A break in North Norfolk has a huge amount to offer nature-lovers all year round. Even in the winter months, the landscape of coast and countryside has a unique charm. Around the coast of Cley and Blakeney hotels can have views overlooking the reed beds and marshes and are an ideal place for ornithologists or wildlife enthusiasts to stay when visiting the area. Blakeney Point Nature Reserve is somewhere to view large flocks of lapwing, knot and starlings wheeling in intricate formations against the magnificent and expansive Norfolk skies.
While being well-known as a magnet for birdwatchers Blakeney Point is also home to the largest colony of grey seals in England, with more than 2000 pups being born there in 2014. Grey seal pups who have thick, white fur coats are born on land during autumn and early winter and feed on their mother’s milk for three weeks, by which time they have trebled in size.
The North Norfolk Coast is a popular area for those looking for a typically english seaside holiday. This area of the British coastline is one of the most diverse in the country. The terrain ranges from the salt marshes of Morston and Stiffkey to the shingle shoreline of Salthouse and from the long white sandy beach at Holkham to the grassy dunes of Brancaster. It is hard to find a better place to spend a holiday in the UK.
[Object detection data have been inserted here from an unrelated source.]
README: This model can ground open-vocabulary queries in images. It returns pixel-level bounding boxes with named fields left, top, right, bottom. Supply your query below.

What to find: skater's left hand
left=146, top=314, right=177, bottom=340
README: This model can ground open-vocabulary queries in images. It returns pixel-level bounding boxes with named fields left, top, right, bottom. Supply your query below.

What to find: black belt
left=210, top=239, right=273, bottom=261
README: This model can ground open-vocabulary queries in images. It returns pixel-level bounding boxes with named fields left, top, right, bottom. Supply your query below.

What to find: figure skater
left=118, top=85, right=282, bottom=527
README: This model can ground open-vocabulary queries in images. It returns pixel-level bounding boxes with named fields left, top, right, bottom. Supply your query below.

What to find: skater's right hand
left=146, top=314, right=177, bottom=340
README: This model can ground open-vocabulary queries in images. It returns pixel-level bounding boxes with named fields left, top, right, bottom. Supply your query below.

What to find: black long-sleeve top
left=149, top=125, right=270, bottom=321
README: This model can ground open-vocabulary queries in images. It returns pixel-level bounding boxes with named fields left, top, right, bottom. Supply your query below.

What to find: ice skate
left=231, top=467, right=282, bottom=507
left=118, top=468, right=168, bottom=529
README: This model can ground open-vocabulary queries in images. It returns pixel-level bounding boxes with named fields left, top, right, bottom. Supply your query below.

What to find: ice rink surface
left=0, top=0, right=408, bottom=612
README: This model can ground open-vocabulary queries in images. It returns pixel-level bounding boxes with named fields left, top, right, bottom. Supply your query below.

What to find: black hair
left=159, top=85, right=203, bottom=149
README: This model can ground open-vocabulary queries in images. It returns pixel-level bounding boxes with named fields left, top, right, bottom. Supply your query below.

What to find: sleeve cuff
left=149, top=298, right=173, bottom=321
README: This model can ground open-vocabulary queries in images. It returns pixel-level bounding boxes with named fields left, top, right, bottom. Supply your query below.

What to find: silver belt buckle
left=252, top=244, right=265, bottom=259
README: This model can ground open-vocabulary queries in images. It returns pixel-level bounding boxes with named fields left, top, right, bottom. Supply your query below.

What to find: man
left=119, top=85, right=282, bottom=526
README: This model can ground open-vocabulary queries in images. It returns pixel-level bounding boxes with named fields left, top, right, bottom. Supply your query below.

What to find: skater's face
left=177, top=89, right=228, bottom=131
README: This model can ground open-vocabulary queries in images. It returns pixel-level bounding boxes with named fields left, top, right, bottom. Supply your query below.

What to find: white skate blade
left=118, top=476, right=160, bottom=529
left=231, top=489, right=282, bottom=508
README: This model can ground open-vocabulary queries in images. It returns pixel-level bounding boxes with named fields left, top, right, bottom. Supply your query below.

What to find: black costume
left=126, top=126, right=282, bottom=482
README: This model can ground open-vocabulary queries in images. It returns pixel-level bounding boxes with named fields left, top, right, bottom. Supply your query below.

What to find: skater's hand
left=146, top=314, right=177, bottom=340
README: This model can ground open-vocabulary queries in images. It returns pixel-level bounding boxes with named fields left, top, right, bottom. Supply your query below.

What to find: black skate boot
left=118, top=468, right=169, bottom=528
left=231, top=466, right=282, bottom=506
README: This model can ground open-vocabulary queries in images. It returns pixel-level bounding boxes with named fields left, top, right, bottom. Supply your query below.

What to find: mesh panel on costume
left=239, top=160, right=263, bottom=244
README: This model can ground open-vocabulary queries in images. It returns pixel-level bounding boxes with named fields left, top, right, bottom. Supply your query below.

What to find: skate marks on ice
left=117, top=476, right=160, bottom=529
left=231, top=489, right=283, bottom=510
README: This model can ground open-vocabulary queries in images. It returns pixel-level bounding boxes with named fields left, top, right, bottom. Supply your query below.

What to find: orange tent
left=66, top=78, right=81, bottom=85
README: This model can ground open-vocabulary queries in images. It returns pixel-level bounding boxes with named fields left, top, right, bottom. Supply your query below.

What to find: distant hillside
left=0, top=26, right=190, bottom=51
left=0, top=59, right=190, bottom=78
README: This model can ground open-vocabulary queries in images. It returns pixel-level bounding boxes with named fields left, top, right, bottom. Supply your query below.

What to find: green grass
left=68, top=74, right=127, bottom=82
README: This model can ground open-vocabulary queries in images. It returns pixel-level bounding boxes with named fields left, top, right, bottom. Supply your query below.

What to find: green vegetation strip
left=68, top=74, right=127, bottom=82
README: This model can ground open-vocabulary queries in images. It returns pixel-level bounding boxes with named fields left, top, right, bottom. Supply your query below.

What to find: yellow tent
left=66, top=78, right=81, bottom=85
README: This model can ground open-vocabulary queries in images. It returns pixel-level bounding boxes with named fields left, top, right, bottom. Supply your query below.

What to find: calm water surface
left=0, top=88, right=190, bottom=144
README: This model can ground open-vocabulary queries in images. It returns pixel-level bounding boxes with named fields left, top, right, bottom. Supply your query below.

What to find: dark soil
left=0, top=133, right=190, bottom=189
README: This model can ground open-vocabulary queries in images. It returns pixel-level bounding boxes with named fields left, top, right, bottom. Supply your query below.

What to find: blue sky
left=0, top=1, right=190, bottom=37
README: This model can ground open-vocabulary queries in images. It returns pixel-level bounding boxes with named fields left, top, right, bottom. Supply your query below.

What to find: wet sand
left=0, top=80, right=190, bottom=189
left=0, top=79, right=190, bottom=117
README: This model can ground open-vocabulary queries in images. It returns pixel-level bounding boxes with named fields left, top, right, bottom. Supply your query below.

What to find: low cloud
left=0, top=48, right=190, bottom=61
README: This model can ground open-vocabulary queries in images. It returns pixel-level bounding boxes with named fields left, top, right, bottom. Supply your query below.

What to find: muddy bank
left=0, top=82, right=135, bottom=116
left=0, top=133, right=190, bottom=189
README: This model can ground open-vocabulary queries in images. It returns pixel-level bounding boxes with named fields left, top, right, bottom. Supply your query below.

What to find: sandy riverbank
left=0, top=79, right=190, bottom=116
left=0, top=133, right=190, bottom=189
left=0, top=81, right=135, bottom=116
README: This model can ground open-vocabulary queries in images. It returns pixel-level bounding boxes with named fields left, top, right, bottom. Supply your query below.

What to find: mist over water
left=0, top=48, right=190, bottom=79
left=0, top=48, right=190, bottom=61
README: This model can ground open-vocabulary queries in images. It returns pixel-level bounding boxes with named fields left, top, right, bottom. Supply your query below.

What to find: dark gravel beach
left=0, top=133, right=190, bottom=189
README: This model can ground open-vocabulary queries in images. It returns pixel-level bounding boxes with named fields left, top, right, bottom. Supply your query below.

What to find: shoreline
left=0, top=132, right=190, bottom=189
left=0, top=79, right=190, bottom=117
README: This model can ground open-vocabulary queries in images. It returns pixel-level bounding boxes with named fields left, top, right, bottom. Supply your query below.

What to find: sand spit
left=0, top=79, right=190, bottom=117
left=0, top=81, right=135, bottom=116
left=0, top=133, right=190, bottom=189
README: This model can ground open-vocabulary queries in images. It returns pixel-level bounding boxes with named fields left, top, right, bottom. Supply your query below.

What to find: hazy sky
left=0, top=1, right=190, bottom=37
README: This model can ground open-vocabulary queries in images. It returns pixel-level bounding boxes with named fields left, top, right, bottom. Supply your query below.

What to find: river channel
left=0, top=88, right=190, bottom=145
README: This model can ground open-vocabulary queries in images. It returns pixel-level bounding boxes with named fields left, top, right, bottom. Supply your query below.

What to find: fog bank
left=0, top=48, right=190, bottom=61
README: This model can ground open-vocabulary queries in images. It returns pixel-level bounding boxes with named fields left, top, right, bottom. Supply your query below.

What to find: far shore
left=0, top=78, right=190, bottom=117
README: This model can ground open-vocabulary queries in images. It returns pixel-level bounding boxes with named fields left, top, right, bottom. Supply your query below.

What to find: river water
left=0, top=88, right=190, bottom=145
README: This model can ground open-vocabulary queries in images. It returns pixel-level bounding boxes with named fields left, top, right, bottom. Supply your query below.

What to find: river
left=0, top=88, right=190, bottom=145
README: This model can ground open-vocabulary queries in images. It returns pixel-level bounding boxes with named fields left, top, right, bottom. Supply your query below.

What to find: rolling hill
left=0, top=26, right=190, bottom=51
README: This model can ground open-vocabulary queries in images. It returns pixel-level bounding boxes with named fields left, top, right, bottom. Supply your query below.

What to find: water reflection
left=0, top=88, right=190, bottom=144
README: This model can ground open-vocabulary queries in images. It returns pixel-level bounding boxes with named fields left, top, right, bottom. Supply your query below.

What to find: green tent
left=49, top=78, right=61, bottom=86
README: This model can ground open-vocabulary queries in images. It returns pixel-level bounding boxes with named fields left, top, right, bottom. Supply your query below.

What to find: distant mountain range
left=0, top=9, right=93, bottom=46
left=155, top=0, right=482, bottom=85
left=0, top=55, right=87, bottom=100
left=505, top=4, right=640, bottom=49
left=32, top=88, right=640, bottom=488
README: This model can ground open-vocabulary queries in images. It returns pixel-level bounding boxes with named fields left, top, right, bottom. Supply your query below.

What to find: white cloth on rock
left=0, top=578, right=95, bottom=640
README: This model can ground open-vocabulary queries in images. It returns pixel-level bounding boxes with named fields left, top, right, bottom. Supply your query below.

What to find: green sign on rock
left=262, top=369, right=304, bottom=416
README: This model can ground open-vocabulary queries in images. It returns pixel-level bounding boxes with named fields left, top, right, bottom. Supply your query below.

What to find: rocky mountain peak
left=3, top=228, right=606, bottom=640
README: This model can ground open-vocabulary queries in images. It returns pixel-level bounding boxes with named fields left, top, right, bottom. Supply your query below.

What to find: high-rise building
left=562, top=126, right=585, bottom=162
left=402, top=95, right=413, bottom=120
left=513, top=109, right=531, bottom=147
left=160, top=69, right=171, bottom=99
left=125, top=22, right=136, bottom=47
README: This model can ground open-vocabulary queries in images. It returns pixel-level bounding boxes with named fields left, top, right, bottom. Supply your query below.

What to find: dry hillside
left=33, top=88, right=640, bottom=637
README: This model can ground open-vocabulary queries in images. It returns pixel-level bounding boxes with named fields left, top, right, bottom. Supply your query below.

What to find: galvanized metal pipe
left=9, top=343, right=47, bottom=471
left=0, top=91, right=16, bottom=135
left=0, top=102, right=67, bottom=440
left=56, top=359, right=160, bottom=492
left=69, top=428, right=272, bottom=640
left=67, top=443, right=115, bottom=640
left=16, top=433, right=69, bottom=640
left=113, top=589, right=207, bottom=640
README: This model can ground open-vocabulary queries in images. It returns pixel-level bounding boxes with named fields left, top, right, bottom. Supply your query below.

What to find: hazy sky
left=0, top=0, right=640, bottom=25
It is best to stay in a Blakeney hotel or hotel in a nearby village for those hoping to make the most of this wonderful coastline. Blakeney village could almost be mistaken for a medieval film set with its chocolate-box flint cottages and stunning view of the sea over the marshes. Cley-Next-The-Sea is only a few minutes down the road and is an equally quaint story-book seaside village. It is also home to one of the best hotels in the area – The George Hotel at Cley.
With the accelerated rate of urban development, living in the city can sometimes become too demanding and stuffy. Every now and then, you need to take some time to reconnect with nature and just blow off some steam. As late summer turns into autumn, now is the the perfect time to take a trip to the countryside, like North Norfolk, and unwind.
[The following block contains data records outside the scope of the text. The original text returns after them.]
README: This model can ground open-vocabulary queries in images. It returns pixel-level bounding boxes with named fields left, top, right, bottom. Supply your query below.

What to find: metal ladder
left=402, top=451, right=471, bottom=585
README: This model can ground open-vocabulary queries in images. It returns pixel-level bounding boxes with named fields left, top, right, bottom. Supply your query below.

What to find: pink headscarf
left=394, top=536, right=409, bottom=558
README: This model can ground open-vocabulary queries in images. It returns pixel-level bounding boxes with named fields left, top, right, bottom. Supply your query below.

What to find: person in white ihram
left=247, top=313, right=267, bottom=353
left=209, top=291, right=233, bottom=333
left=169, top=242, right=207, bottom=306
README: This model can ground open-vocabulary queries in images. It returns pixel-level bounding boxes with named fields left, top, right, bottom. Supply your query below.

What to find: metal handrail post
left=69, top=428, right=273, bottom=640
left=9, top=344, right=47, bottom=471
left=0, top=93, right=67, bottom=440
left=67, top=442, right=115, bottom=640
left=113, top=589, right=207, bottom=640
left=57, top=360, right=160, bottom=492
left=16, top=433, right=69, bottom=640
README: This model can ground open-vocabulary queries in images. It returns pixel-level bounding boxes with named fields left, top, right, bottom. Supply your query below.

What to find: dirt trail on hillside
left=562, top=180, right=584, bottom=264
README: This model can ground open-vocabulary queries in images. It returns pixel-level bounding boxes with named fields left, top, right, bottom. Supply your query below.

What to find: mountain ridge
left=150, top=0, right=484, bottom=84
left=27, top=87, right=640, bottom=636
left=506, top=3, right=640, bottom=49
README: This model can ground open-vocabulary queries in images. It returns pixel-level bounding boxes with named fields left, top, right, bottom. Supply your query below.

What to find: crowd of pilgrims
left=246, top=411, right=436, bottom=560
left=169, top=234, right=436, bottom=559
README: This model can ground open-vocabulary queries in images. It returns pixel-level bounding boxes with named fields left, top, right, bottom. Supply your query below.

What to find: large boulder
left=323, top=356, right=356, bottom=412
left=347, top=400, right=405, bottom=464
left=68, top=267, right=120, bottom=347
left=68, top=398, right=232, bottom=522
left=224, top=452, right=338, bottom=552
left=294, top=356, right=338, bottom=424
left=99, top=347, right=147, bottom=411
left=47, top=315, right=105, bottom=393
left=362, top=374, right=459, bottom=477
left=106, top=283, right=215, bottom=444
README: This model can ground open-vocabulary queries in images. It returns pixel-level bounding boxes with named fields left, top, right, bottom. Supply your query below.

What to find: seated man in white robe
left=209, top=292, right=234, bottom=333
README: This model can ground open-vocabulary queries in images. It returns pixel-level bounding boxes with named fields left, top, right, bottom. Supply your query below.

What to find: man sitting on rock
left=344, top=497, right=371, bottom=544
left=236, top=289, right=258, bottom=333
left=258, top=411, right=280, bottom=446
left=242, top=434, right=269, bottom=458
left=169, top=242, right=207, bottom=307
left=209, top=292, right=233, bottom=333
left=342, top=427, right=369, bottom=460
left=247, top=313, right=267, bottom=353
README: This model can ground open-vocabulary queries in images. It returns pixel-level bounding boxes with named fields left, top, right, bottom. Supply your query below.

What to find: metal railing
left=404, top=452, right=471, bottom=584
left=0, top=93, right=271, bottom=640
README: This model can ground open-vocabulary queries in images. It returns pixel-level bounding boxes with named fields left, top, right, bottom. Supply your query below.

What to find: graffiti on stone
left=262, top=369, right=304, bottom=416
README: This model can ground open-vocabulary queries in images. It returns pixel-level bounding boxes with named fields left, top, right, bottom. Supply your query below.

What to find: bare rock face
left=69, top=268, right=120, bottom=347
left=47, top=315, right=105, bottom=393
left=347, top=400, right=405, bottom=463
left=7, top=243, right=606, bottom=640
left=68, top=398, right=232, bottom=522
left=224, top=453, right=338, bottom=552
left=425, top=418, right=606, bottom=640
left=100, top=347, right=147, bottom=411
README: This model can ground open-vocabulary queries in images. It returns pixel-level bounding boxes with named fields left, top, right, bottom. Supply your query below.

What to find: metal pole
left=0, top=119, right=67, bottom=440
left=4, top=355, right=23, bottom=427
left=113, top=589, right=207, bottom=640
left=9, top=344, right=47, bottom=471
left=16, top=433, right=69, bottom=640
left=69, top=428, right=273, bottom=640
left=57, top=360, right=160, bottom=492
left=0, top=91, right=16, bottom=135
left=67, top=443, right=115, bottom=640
Norfolk is a fantastic destination for families seeking outdoor experiences and nature reserves. Not only does Norfolk have one of the largest estuaries in England, but it also boats a year-round programme of cultural events and festivals, many of which are steeped in tradition. Norfolk is a memorable destination and visitors planning their trip should make the most of the wonderful choice of hotels and accommodation available. Choose a hotel near Blakeney, such as The George Hotel at Cley, you will be assured of a warm welcome and relaxing stay.
For instance, tourists who wish to escape the big city can find idyllic holiday spots in Norfolk, specifically in Blakeney and Cley on North Norfolk’s heritage coast. Hotels near Blakeney, such as the George Hotel at Cley, provide the perfect haven for nature lovers and bird watchers from all over who come to Norfolk to enjoy the world-class nature and bird-watching opportunities. Hotel guests can enjoy coastal village life, as well as spot the abundant wildlife along the salt marshes and long stretch of coastline.
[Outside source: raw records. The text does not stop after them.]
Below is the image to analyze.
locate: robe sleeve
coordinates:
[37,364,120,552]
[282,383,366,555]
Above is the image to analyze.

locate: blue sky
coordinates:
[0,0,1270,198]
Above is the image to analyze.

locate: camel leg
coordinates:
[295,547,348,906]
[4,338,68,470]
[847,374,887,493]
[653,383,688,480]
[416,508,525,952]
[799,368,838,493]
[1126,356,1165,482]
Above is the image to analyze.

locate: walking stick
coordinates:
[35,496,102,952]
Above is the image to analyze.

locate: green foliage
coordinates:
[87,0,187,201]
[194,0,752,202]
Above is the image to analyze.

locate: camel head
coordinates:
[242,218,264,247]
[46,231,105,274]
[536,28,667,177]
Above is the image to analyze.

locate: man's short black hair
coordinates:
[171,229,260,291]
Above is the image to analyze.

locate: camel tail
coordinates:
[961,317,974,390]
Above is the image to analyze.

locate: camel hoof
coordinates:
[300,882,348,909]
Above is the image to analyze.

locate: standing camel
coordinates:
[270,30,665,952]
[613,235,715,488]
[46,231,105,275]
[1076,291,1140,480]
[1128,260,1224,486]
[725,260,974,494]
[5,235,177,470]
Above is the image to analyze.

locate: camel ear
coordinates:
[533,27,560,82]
NWT Cley Marshes is Norfolk Wildlife Trust’s oldest and best known nature reserve. It was purchased in 1926 to be held ‘in perpetuity as a bird breeding sanctuary’. It provided a blue print for nature conservation which has now been replicated across the UK.The water levels in the pools and reedbeds are regulated to ensure they are ideal for the resident birds, and reed is harvested every year to keep the reedbeds in good condition.
The shingle beach and saline lagoons, along with the grazing marsh and reedbed support large numbers of wintering and migrating wildfowl and waders, as well as bittern, marsh harrier and bearded tit.